【産経抄】5月31日

 帝銀事件や吉展ちゃん事件で敏腕を振るった平塚八兵衛が亡くなったとき、新聞は「最後の名刑事」とたたえたものだ。

・吉展ちゃん事件はともかく帝銀事件ですか。あれは平塚の誤認逮捕、見込み捜査であり、冤罪だというのが日本の常識でしょう。だから法相は死刑執行の命令書にサインできなかったわけです。さすが産経は酷い。

 しかし、「最後」ではなかった。
 警視庁の後輩である小山金七もまた、名刑事の称号を得たからだ。
 数々の難事件を解決しながら、八兵衛が「3億円事件」に思いを残したように、金七もまた「警察庁長官銃撃事件」の捜査の最中、57歳の若さで世を去った。その金七を主人公にしたテレビドラマ『落としの金七事件簿』(注:テレビ朝日で放送)が、先週の土曜日の夜、放映された。

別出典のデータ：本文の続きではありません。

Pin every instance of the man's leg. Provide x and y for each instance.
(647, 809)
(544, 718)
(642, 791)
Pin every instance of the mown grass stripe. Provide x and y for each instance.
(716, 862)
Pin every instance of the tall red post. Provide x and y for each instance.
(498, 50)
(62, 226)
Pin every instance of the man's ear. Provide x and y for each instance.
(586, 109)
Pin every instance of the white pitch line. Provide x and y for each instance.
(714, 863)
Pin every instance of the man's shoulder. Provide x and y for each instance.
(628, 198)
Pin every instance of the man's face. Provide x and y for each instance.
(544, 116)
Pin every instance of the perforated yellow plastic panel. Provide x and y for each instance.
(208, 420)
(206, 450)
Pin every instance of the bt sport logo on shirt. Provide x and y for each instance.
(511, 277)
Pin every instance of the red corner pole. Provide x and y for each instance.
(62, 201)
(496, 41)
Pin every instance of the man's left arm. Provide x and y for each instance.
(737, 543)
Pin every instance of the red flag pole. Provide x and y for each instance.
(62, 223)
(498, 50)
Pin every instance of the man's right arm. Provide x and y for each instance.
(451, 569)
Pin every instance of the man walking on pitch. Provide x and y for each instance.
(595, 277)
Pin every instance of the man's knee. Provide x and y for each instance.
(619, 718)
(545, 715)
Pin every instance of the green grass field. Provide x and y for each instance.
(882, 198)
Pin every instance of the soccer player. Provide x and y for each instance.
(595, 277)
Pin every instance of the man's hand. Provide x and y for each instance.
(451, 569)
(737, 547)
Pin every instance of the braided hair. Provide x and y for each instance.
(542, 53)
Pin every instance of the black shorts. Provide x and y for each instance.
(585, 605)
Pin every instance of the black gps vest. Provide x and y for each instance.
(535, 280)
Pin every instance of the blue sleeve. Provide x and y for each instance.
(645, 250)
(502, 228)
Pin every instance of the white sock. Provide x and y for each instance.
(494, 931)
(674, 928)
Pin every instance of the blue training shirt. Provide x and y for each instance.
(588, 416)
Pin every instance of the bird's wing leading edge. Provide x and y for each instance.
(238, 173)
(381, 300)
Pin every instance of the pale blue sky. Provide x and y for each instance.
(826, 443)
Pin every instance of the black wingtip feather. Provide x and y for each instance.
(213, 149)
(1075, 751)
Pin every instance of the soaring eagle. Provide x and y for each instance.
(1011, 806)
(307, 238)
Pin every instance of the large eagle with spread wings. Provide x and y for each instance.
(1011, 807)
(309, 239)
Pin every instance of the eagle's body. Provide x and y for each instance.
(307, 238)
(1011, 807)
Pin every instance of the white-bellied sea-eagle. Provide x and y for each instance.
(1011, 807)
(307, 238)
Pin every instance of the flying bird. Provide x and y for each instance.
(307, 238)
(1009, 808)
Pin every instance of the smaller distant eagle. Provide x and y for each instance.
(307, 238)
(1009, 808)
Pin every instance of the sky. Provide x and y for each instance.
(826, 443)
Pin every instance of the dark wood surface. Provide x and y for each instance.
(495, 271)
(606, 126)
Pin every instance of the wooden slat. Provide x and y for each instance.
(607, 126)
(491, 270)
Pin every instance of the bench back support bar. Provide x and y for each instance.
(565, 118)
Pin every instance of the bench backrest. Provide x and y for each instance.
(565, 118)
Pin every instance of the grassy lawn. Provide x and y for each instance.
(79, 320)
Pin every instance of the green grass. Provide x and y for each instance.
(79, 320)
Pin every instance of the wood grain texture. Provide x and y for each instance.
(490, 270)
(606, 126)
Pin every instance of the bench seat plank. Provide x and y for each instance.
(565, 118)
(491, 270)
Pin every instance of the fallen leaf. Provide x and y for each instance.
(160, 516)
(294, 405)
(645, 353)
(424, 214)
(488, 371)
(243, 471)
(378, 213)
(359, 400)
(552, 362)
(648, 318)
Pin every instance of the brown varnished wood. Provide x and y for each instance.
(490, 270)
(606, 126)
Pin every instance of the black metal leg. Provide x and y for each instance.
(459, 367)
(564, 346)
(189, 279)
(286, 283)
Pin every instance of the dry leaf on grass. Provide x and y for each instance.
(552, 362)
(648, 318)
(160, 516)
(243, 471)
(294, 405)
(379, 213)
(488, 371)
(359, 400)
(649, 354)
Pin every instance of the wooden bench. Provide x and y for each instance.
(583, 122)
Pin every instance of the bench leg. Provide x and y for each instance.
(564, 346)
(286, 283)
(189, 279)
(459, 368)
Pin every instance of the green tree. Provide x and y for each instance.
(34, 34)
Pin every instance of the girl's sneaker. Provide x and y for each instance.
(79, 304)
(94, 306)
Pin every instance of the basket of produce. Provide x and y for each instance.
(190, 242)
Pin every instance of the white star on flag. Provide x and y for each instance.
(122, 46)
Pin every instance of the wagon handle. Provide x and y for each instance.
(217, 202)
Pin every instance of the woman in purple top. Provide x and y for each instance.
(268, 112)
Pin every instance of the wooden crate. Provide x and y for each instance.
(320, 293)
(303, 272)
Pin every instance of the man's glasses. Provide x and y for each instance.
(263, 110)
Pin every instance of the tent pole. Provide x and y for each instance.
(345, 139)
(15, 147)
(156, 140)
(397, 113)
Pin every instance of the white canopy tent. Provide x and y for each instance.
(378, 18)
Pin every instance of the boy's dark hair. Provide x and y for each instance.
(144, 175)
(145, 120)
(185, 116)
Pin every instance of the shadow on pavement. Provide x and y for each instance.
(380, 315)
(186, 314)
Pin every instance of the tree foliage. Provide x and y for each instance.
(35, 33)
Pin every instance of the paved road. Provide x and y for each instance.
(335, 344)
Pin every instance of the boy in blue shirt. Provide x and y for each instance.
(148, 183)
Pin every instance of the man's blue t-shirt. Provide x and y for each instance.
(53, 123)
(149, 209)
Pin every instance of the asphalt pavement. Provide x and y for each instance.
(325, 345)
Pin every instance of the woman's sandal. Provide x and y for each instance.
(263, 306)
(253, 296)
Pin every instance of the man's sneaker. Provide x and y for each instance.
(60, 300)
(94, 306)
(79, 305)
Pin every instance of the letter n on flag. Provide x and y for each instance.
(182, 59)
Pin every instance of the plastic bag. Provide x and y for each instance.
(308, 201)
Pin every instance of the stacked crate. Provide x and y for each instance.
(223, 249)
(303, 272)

・既に指摘しましたが平塚は帝銀事件誤認逮捕という大罪を犯しました(もちろん彼の過ちを是正できなかった検察、裁判所の罪も重いですが)。しかも彼は死ぬまで、誤認逮捕を認めませんでした。そんな人間を手放しで「名刑事」と評価する気には私はなりません。
・ミステリーで「落としの何とか」というのは私個人は構わないと思います。しかし実録物で「落としの何とか」というのは本当に止めてほしい。産経といいテレ朝と言い、お前らには、自白を取るために過去、強引な捜査が行われ冤罪を産んできた事(志布志事件足利事件など)への反省はないのかと小一時間(以下略)。
・そもそも刑事捜査というのはチームプレイではないのでしょうか?。特定の人間を必要以上に「名刑事」と持ち上げることに意味があるとは私には思えません。「名刑事を批判できなくなる」「個人のスタンドプレーの原因になる」「その結果捜査がねじ曲がる」恐れがある点で、むしろ有害でしょう。3億円事件や警察庁長官狙撃事件を彼らが解決できなかったことは名刑事の限界をよく示していると思います。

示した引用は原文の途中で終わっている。